Credit Suisse de Suisse is the latest to announce that it will limit lending and bond underwriting to thermal coal miners, coal-fired power generators, and arctic oil and gas drilling companies. However, companies that derive up to a quarter of their income from thermal coal mining or coal-fired electricity are not affected.

Bi-weekly newsletter

Energy is the world’s essential business and Energy Source is its newsletter. Every Tuesday and Thursday, straight to your inbox, Energy Source brings you essential information, cutting-edge analysis and insider intelligence. register here.

Deutsche Bank said in July it was moving away from funding coal miners, but would continue to do business with companies that generate up to 50% of their income from coal.

HSBC, which decided in 2018 to phase out support for the coal sector, only removed an exemption in April that allowed loans to companies with projects in Bangladesh, Indonesia and Vietnam.

Barclays will no longer support the funding of new thermal coal mining projects or the expansion of coal-fired power plants. However, it will continue to lend to corporate clients who own and operate such facilities.

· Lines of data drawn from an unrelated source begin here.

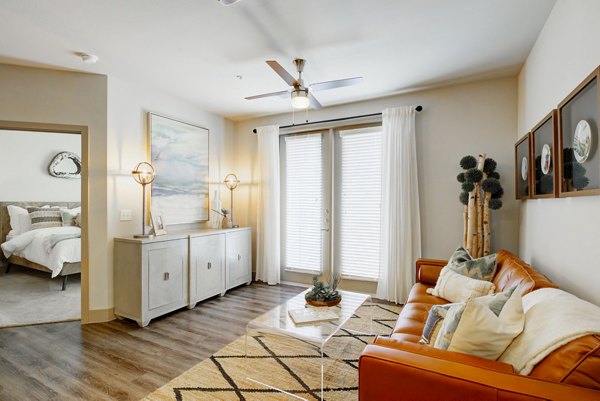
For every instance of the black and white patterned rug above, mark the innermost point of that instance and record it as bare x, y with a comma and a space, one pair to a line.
283, 363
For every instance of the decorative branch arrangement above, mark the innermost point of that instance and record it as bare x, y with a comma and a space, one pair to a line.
481, 191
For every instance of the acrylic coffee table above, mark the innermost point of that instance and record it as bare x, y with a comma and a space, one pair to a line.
277, 321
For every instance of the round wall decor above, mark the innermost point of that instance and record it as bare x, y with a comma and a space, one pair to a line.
582, 141
56, 170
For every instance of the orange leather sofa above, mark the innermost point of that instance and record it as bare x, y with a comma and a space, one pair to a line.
399, 368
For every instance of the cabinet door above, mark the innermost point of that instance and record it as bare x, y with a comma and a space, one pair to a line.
207, 266
239, 258
167, 270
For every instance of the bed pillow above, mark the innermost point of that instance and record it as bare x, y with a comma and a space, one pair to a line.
455, 287
483, 268
485, 326
69, 216
44, 217
25, 223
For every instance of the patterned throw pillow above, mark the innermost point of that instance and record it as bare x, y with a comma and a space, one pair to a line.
455, 287
44, 217
483, 268
494, 303
436, 316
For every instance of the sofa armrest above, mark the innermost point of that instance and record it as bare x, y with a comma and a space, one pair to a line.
428, 270
408, 373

He said the £ 1.5 billion identified by Europe Beyond Coal predates its current stance on fossil fuel lending. But while this will reduce credit to customers who derive most of their income or electricity from thermal coal, anything below this threshold is still acceptable.

In some ways, the banks are lagging behind the industry. Large, diverse mining groups have already started to withdraw from thermal coal, under pressure from investors such as Norway’s $ 1 billion sovereign wealth fund.

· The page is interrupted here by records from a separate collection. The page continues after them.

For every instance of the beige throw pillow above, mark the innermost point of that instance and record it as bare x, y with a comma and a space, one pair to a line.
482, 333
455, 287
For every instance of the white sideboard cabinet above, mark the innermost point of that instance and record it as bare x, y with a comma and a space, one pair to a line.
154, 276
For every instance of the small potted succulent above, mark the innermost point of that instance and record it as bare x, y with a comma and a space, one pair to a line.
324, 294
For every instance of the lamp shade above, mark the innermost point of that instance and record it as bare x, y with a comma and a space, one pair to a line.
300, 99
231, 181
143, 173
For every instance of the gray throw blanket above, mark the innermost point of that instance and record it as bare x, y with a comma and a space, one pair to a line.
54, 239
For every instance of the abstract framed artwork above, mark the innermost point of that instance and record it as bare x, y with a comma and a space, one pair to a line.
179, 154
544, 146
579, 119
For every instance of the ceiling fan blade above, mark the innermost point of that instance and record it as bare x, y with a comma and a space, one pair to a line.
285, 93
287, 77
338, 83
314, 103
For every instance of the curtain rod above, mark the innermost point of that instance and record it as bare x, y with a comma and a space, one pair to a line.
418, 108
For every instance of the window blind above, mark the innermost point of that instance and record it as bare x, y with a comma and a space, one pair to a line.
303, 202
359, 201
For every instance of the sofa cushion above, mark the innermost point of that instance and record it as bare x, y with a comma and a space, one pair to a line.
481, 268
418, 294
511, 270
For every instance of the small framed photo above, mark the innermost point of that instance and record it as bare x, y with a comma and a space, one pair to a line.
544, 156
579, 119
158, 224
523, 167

Rio Tinto sold its last coal mine in 2018, while Anglo American, BHP and Glencore also have divestiture plans.

Privately, mining executives view the banks’ promises to move away from coal as little more than “greenwashing,” and say they have not been forced to find other forms of capital or not. suffered an increase in financing costs.

They also point out that none of the major mining companies generate nearly 50 percent of their sales from coal. At Glencore, the world’s largest producer of marine thermal coal, fossil fuels represent only 6% of sales.

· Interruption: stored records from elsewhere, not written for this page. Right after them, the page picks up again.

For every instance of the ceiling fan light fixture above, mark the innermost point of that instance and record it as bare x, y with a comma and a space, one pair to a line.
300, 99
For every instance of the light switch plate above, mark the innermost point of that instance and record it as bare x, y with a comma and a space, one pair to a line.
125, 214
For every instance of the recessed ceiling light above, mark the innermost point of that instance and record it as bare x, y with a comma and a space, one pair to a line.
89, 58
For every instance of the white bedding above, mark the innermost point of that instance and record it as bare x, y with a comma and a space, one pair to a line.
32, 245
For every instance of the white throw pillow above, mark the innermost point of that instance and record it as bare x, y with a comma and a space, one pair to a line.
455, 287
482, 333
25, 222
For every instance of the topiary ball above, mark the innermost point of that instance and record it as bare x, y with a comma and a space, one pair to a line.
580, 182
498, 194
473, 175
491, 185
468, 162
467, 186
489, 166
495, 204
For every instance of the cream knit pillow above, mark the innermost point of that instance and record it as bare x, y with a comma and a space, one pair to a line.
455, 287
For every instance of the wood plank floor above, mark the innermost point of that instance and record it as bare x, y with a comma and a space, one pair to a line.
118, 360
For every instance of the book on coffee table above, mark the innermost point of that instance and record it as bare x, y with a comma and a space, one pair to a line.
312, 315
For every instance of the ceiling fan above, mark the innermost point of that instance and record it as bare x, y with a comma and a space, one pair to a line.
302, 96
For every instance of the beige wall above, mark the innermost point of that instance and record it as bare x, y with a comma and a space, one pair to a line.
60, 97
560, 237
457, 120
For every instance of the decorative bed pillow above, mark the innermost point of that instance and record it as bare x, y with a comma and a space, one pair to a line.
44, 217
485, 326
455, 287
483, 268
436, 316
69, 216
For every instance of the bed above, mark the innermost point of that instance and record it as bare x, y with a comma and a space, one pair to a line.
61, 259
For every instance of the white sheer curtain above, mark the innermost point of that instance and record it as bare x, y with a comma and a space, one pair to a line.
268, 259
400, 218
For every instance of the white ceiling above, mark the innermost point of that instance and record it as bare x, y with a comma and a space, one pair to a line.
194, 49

In addition, only a few large coal mines are being developed in the world and not all of them require external financing. One of the most important is the Carmichael project in Australia, which owner Adani plans to fund himself.

Billion dollar column chart showing total bank funding for fossil fuel companies

Where large miners could run into problems, concede executives, is when they seek to divest themselves of thermal coal assets. If BHP cannot find a buyer for its thermal coal mines and decides on a spin-off, it is unclear how many banks would be able to provide credits and loans to a coal-only company. Likewise, many investors may be forced to sell the shares they receive.

Anglo American will need to answer these questions as it considers dividing its thermal coal business in South Africa, although local attitudes towards coal, still a cheap energy source, are very different from those in the United States. Europe.

In Europe, too, many utilities have sold or exchange of fossil fuel assets in recent years. But economies such as Poland and Germany remain dependent on coal-fired electricity, and other utilities have argued that coal assets are needed for energy reasons. Security and affordability during the energy transition.

But there is only one direction to follow, analysts say, with oil companies now also in the sights. While some of the biggest oil majors, which have sought to appease activist shareholders with big announcements on cleaner energy projects, have yet to see a difference in the cost of capital, others have yet to see a difference in the cost of capital. not had that chance.

Michele Della Vigna, analyst at Goldman Sachs, said that “for a pure oil exploration and production company today, it becomes almost impossible to finance new large oil projects in the long term.”

For Mr. Klier, the stakes are clear.

“If we fail to make the transition, the 100 most polluting companies, including oil and gas, coal, utilities, cement and steel,” he said, “we won’t ‘will have no savings “.